The 1.5 km tunnel was constructed using a 4.3 metre Earth Pressure Balance (EPB) tunnel boring machine with a precast segmental lining comprising universal rings in a 5 + 1 configuration. Each ring was manufactured from 45 MPa steam-cured concrete with a segment thickness of 250 mm.


Segmental Lining Ring Layout Santoña-Laredo Water Tunnel
Precast Segment Design
Rather than using conventional steel reinforcement cages, the tunnel segments were reinforced with 5 kg/m³ of BarChip48 macro synthetic fibre. Small quantities of local steel bursting reinforcement were retained only in areas subjected to concentrated jacking forces during TBM installation.
Compared with the original design incorporating 95 kg of reinforcing steel, the BarChip solution eliminated approximately 83% of the steel reinforcement while maintaining the structural performance required for tunnel construction. Removing the rebar cage also simplified production by eliminating cage fabrication, installation, cover checks and much of the associated quality control.
Manufacturing Efficiency
One of the most significant outcomes of the project was the improvement in manufacturing efficiency.

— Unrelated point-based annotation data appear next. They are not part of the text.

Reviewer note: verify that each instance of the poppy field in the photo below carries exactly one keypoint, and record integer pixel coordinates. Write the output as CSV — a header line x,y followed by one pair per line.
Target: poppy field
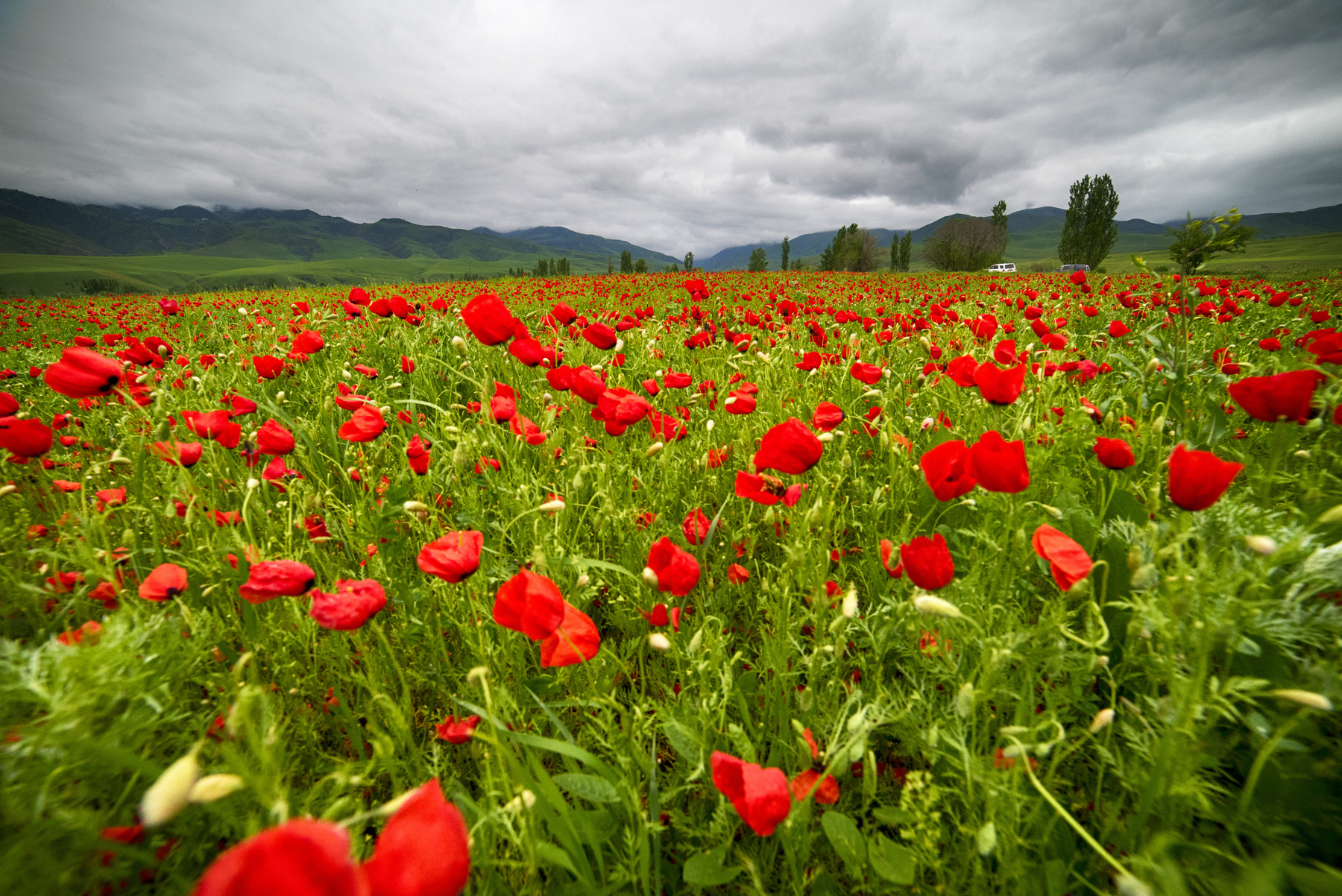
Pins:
x,y
748,584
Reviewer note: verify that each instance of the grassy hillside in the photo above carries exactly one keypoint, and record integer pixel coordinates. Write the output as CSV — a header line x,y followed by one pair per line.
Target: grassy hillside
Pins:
x,y
189,273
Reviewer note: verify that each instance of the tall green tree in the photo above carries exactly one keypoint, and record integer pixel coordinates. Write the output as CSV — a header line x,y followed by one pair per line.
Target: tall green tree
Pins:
x,y
1001,224
1197,242
1089,231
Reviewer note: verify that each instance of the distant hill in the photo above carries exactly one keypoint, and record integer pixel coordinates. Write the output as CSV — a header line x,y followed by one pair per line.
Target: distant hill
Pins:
x,y
38,226
1033,235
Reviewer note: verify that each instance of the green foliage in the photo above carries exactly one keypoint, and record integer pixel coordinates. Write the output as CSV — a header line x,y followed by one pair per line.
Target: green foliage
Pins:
x,y
1196,243
595,778
1089,230
965,244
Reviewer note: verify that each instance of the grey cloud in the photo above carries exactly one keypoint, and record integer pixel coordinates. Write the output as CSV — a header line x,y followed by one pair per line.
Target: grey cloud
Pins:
x,y
714,124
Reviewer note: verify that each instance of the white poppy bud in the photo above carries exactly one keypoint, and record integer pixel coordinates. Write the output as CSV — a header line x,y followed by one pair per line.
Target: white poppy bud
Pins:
x,y
1102,719
936,607
212,788
1303,698
168,795
850,604
1261,543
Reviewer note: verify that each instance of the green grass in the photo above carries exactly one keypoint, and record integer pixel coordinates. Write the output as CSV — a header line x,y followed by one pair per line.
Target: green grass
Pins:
x,y
211,268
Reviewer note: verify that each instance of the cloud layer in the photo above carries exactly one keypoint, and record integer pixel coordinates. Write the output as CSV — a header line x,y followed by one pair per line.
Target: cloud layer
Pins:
x,y
674,125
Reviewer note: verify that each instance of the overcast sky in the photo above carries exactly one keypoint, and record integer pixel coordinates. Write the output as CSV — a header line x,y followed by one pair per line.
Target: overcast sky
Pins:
x,y
674,125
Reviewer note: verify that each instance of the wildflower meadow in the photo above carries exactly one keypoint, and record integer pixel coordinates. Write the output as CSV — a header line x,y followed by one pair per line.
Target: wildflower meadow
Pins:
x,y
669,584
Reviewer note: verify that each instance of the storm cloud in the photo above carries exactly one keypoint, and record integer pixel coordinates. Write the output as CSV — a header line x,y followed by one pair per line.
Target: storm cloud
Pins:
x,y
674,125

Traditional precast tunnel segments require reinforcement cage fabrication, placement, quality inspections and handling before concrete can be placed. By replacing the rebar cage with BarChip macro synthetic fibre, these manufacturing steps were either eliminated or significantly reduced.
Production cycle times were reduced by almost 50%, allowing segments to be manufactured more efficiently with reduced labour requirements and simplifying quality control. The fibre reinforced segments also proved easier to demould, stack, transport and repair, further improving production efficiency throughout the precast operation.
Project cost data supplied by the contractor showed these manufacturing efficiencies contributed to an overall reduction in precast segment cost of approximately 40%.
Sustainability Impacts
Optimising the reinforcement design reduced conventional steel reinforcement from 95 kg/m³ to just 16 kg/m³, replacing most of the reinforcement cage with BarChip48 macro synthetic fibre while retaining localised steel reinforcement where required for concentrated TBM jacking loads.
Because steel reinforcement has a substantially higher embodied impact than macro synthetic fibre, reducing the quantity of steel also significantly reduced the sustainability impacts associated with manufacturing the reinforcement system.
Based on published Environmental Product Declarations (EPDs), the optimised reinforcement solution achieved:
- 76% reduction in embodied carbon
- 78% reduction in fresh water consumption
- 62% reduction in non-renewable energy demand
These values represent the sustainability impacts associated with manufacturing the reinforcement materials and demonstrate how optimising reinforcement design can significantly improve the sustainability performance of precast segmental tunnel linings.